6.  To appreciate veggies more - I got close up and personal with them for my pre op stage and actually don't mind them...I would like to try different ones tho - no more cucumber!

7.  To make myself happy...not depend on others for it.

8.  To deadlift what I used to - 265 lbs...and if I am able - higher

9.  To do three unassisted pull-ups.

10.  By my next birthday - I would like to be in the low 200's...and if possible out of the 200's all together.

So those are my 10 specific goals I would like to achieve by the time I hit 40.  I will take it day by day and know that if I work hard, I will achieve them!

On another note - my healing continues - I've been feeling great and have been getting in my exercise.  I kickboxed for 15 minutes last night - then went on the treadmill and did jogging intervals...I'm really happy about my progress.  Today I start with soft foods...this means I can have eggs!  I can't wait until I get my first fill in six weeks - then I can really get this show on the road.  I'm also losing about a pound a day and loving that - I know it will even itself out eventually, but for now I am just going to enjoy the steady loss...something I haven't been able to enjoy for ME!

Sunday, February 20, 2011

Week One...

My first official week as a Bandster is now finished...it was a fairly good week, but it certainly did have its ups and downs...

I started off the first week in Airdrie at my Dad's place.  Monday - after only three days after my surgery, I was walking - tonnes...I went for a nice hour long walk through the neighborhood - it felt great to get moving and to get outside and get some fresh air.  I had a great first few days out in Airdrie - my Dad and Step mom were great and took great care of me.

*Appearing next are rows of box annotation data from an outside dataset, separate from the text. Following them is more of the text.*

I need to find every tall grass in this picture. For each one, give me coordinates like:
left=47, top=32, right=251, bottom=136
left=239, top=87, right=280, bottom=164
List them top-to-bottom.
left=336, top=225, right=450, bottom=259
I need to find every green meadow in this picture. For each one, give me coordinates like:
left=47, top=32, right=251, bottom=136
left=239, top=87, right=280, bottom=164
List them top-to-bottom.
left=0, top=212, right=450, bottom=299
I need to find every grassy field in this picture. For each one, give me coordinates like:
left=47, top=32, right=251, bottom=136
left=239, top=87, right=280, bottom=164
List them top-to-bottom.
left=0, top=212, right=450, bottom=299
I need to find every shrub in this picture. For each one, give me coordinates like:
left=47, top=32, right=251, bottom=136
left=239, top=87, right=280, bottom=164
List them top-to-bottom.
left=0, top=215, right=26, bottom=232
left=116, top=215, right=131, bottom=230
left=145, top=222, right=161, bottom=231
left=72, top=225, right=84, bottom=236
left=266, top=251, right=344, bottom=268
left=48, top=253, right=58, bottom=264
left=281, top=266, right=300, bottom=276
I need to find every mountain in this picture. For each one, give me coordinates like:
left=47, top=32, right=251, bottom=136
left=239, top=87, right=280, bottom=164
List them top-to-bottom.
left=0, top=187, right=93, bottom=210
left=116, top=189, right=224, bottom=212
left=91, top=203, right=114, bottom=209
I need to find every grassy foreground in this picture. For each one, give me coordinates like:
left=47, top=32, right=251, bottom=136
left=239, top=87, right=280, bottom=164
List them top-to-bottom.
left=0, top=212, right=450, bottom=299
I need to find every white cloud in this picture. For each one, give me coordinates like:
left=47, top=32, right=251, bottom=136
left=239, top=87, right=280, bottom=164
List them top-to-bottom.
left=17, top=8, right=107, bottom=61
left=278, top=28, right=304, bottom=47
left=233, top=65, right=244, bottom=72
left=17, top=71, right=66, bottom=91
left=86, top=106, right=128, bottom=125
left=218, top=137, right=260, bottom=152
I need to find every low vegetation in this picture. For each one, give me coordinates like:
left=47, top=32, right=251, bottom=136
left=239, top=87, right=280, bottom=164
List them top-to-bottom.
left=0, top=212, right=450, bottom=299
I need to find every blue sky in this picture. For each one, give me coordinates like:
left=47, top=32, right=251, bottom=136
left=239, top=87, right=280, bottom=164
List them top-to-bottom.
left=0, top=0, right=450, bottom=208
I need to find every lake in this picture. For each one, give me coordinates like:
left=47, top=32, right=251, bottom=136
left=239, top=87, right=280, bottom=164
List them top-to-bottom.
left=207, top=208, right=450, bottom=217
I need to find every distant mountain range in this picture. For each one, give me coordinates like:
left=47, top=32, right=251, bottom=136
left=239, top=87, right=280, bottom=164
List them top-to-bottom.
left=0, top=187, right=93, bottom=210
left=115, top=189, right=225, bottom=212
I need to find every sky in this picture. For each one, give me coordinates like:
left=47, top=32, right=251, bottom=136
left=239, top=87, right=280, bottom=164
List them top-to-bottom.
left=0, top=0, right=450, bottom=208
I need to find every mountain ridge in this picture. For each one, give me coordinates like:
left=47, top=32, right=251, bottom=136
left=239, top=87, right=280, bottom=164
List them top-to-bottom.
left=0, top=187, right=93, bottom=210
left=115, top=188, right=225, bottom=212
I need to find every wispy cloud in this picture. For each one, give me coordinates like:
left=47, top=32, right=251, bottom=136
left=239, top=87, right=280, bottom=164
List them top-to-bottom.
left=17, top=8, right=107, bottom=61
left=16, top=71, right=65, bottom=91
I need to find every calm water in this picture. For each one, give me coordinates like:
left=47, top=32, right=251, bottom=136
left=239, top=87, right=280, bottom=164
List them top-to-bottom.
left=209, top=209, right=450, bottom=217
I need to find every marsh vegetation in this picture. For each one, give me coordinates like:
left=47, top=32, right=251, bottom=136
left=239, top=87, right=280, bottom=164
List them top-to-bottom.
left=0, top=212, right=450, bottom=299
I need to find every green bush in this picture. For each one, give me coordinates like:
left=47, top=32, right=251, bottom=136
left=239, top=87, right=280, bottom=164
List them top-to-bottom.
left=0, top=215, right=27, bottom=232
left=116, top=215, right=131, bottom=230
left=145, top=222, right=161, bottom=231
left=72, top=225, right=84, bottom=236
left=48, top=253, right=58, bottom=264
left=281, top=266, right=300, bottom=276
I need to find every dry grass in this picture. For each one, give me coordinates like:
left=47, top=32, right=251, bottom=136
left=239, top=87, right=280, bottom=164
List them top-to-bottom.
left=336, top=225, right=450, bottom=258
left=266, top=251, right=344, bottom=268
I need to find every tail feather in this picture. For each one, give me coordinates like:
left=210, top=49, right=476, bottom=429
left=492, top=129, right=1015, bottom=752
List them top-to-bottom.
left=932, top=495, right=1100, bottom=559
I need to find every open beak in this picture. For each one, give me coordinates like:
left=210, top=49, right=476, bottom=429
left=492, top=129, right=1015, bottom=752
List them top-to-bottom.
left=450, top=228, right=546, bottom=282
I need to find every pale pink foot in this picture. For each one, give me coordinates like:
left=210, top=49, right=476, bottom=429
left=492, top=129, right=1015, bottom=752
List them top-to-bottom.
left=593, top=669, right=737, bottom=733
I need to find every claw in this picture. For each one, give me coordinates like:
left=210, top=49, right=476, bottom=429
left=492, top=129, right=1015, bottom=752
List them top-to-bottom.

The rest of my week had a few highs and some disappointments - but I did manage to hit a huge milestone...my weight finally hit below 300lbs.  When I stepped on the scale on Thursday morning it ready 299.8!!  I haven't been that weight since I met Brian back in December of 2000 when I weighed 280.  I was SO excited when I saw that number...all of my hard work that I've done and it's finally showing.  I have created another short term goal and that is to hit 275 lbs by mid April - and I know I can do it!



My diet has consisted of liquids...everything from Jello to low fat yogurt smoothies to just apple juice and I've managed to feel good and still lose weight.  My surgeon and my dieticians told me that in the first six weeks they don't want me to even think of my weight - who are we kidding tho?!  I have been obsessed with my scale since I started the pre op diet a month ago - and I'm okay with that...it's what keeps me grounded and that's what I need that this point.  I started my exercise program again on Friday but have been told by my surgeon that I am only to do light cardio and then after four weeks I can resume my regular exercise program -that means classes and my personal training sessions.  So - I have March 11th circled on my calendar!  I am so excited to get back into that routine and kick some ass!

Here's to a better week ahead!

Sunday, February 13, 2011

Post-op!

I made it!  I am now officially what they call a "Bandster!"  I'm so glad my surgery is over and I can start my new life! 

My surgery day was a true test of my patience... I got to the hospital on time, got checked in and headed up to the Day Surgery Unit.  They got me into a gown (which was about four times too big for me), got my iv in, and settled in for the long wait...Dr. Church had an emergency appendectomy earlier in the day and it set him behind.  While I understood that this patient was MUCH sicker than I, and needed him more, I did get to feel a little impaitient - I think actually, that I was more anxious than anything else and just wanted it done and over with!  I remember getting into the operating room itself, everyone introduced themselves to me, and the anesthesiologist was really nice too :-)  He calmed me down - and I went to sleep.  The next thing I know, I'm in recovery, shaking - so the nurses instantly got me all wrapped up in nice warm blankets - they were great - I also remember two of them admiring my tattoo and asking me if it was an orca that I had on my leg...all I remember is saying I think so...lol

I was supposed to stay in recovery for four hours because of my sleep apnea...but after two hours, they could see that I was doing well so they sent me back to the Day Surgery Unit.  I won't go into details about everything - if you would like to know more, you can ask me directly or message me privately :-) It was wonderful that I got to have some visitors afterwards - that made me feel great and calmed me down.

So far, day two post op I am feeling fairly good...I still have quite a bit of pain from the gas that they put into me for the operation, but I am feeling optimistic and happy...I'm SO glad that I had a regular exercise program before this - my body was so prepared and my healing is getting underway.  I am hoping to be back to the gym by the end of the week :-)  I miss everyone there already!

I haven't stepped on the scale yet.  I think I will wait a while before I do that...for now I just want to get stronger - and by the way things are going, that shouldn't be too long!

Sunday, February 6, 2011

Almost There!

Well here I am...I am exactly FIVE days away from surgery and almost done my pre-op diet.  I'm so glad it's almost over - at least the pre op part anyway...the next part of my journey is really just beginning.  Lots of people have been asking me if I'm nervous...the answer to that of course, is yes...I'm nervous about the general anesthetic and the overnight stay in the hospital.  But I know everything will go smoothly - my body is strong and healthy and I have made it that way.  I saw Veronica (my therapist) on Friday and we chatted a little about my "nervousness" and we talked about all of the "tools" I have acquired that I can use for when I get to the hospital (or wake up that morning lol) and start to get nervous...I will utilize those tools (or strategies) to the best of my ability and will do just fine.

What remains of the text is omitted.